In most civilizations, marriage is considered a sacred institution that involves the union of two parties, under God, who vow to commit themselves to one another for life. Americans have become accustomed to ceremonies that involve the exchanging of rings, the recitation of vows, and a litany of other ceremonial offerings, such as the reading of scripture and the lighting of candles. Invitees may also enjoy some of the great classical masterpieces, such as Jesu, Joy of Man’s Desiring and Canon in D. The American church has done much to increase the grandeur of the wedding ceremony, as evident in the requisite planning and preparing for every minute detail, from the guest list to wedding cake and thank-you cards.
What is sorely missed throughout all of the hoopla is the genuine commitment of two people to become one in flesh—the sacred unification of two souls. The American wedding has become much more about pomp and circumstance than it is about God. We have failed to underscore the commitment and accountability that this decision necessitates, and therefore we discover our divorce rates at jaw-dropping frequency.

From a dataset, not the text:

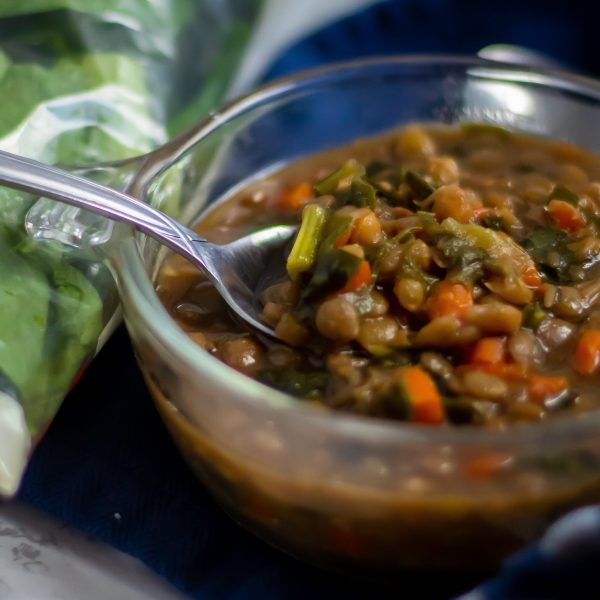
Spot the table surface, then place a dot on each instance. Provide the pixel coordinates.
(40, 558)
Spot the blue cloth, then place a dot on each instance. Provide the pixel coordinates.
(107, 467)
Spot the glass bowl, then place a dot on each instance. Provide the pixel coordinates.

It’s about time that we began to concentrate on the true value of marriage as a sacred institution. It’s high time we put God first in our wedding ceremonies, making him the centerpiece of our marriages and lives together. The wedding ceremony should be viewed as the beginning of two people’s lives together, walking hand in hand daily in the direction of Christ’s love. Because we have failed to view marriage in this high of a regard, we often find ourselves to be lukewarm in our commitment to our spouses. We lack passion and commitment and thus our lives together become a drudgery instead of a place of rest.

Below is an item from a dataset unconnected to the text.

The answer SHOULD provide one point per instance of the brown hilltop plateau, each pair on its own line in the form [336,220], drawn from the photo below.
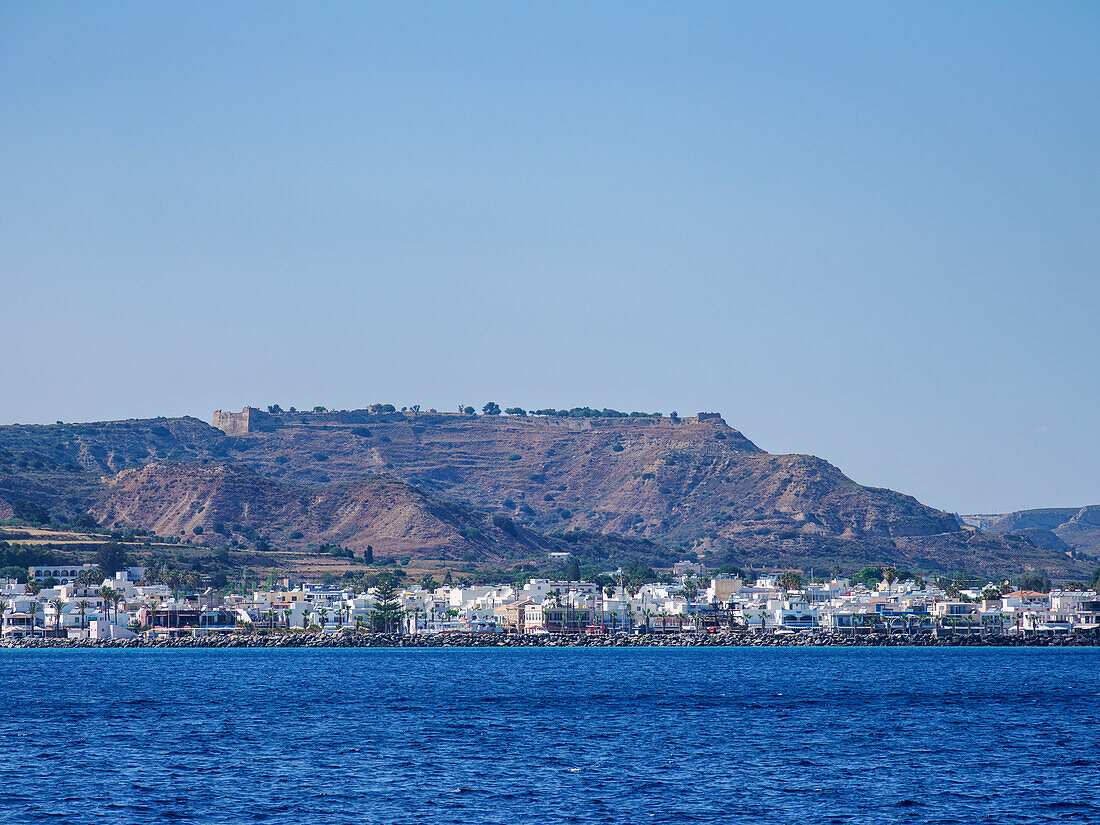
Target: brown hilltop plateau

This realization can be paralleled to our Christian walk, which begs the question, “Why do we continue to be lukewarm Christians?” Why do we continually find ourselves slipping back into the same old routines that were characteristic of our former life before we came to know the truth of Christ? It is because we do not love God to the extent that we are willing to submit to a level of commitment that equals that of marriage. It is because we have not made a genuine vow to him. We are not passionate enough about our faith to forsake all things for the sake of Christ, and so we continue to selfishly cling to the things that give us the greatest pleasure. Letting go of our former selves is something that we simply do not wish to do, and we fail to give God 100%. But God doesn’t want merely a percentage of our lives. He wants all of us.